Because harmful BRCA1 and BRCA2 gene mutations are relatively rare in the general population, most experts agree that mutation testing of individuals who do not have cancer should be performed only when the person’s individual or family history suggests the possible presence of a harmful mutation in BRCA1 or BRCA2.
In December 2013, the United States Preventive Services Task Force recommended that women who have family members with breast, ovarian, fallopian tube, or peritoneal cancer be evaluated to see if they have a family history that is associated with an increased risk of a harmful mutation in one of these genes (17).
Several screening tools are now available to help health care providers with this evaluation (17). These tools assess family history factors that are associated with an increased likelihood of having a harmful mutation inBRCA1 or BRCA2, including:
  • Breast cancer diagnosed before age 50 years
  • Cancer in both breasts in the same woman
  • Both breast and ovarian cancers in either the same woman or the same family
  • Multiple breast cancers
  • Two or more primary types of BRCA1- or BRCA2-related cancers in a single family member
  • Cases of male breast cancer
  • Ashkenazi Jewish ethnicity
Or in my case, a family history of breast cancer diagnosed before 50, pancreatic cancer and prostate cancer all on one side of the family.
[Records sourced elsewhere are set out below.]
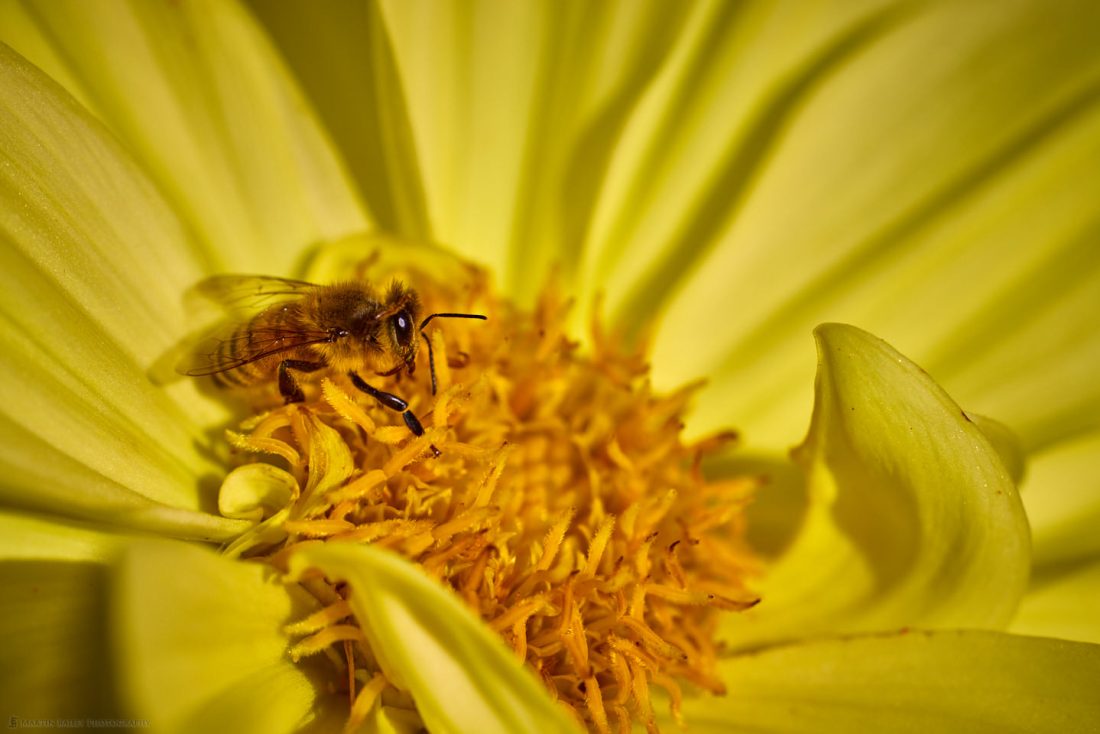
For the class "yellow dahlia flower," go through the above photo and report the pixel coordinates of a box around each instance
[0,0,1100,733]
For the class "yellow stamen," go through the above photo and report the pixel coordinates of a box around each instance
[218,269,758,733]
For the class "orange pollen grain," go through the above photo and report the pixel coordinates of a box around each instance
[229,272,757,732]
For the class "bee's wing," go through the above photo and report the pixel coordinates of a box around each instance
[190,275,319,313]
[176,320,331,377]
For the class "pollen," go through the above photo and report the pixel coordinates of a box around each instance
[220,265,758,733]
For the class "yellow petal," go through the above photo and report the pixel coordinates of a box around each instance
[249,2,431,242]
[629,1,1100,448]
[684,632,1100,734]
[1010,558,1100,644]
[728,325,1030,645]
[112,541,317,734]
[0,48,253,538]
[369,2,691,299]
[0,511,127,721]
[0,0,366,274]
[290,543,576,733]
[1023,431,1100,572]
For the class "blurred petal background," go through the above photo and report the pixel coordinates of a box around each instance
[0,0,1100,730]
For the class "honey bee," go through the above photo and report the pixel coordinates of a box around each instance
[176,275,486,456]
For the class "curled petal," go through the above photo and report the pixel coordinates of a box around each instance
[729,325,1030,644]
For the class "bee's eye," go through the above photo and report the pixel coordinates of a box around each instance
[394,311,413,347]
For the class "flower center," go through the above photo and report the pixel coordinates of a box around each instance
[220,267,757,732]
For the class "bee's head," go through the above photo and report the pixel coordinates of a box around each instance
[382,282,420,374]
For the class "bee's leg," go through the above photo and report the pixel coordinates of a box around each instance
[348,372,440,457]
[420,331,436,395]
[278,360,325,404]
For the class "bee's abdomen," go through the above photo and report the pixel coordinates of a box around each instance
[213,307,308,387]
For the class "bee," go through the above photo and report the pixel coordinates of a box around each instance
[176,275,486,457]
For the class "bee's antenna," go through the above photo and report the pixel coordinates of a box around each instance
[420,314,488,395]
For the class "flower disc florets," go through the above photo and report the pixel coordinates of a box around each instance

Now that I know I am BRCA2 mutated, I can pretty confidently deduce that Dad was as well.

The second complicated piece to this puzzle involve Kate and Evelyn. Because this mutation is passed down from parent to child, our girls have a 50/50 shot of carrying it as well. Right now, there is nothing in the literature recommending young girls to be tested before the age of 18 when they can fully understand and comprehend what a positive result might mean for them. I fully intend on educating both of them about my cancer and my genetics as they grow older, but the decision to be tested will be entirely up to them. There is also an optimistic part of me that thinks treatment/screening options 20 years from now could mean a completely different outcome for them compared to me. One can only hope...

This post is beginning to border a novel so I am going to cut it here, but if any of you dear readers have questions about BRCA or my story in general, I am an open book and more than happy to answer any question you might have! Just put it in the comments below.

Now its time for a nap!


  1. Best educational post ever. Thank you so much for sharing your journey and educating us on risk!! Daily prayers to you my friend

  2. Thank you for sharing. I am continually impressed by your strength and honesty. Sending you prayers from Kingman!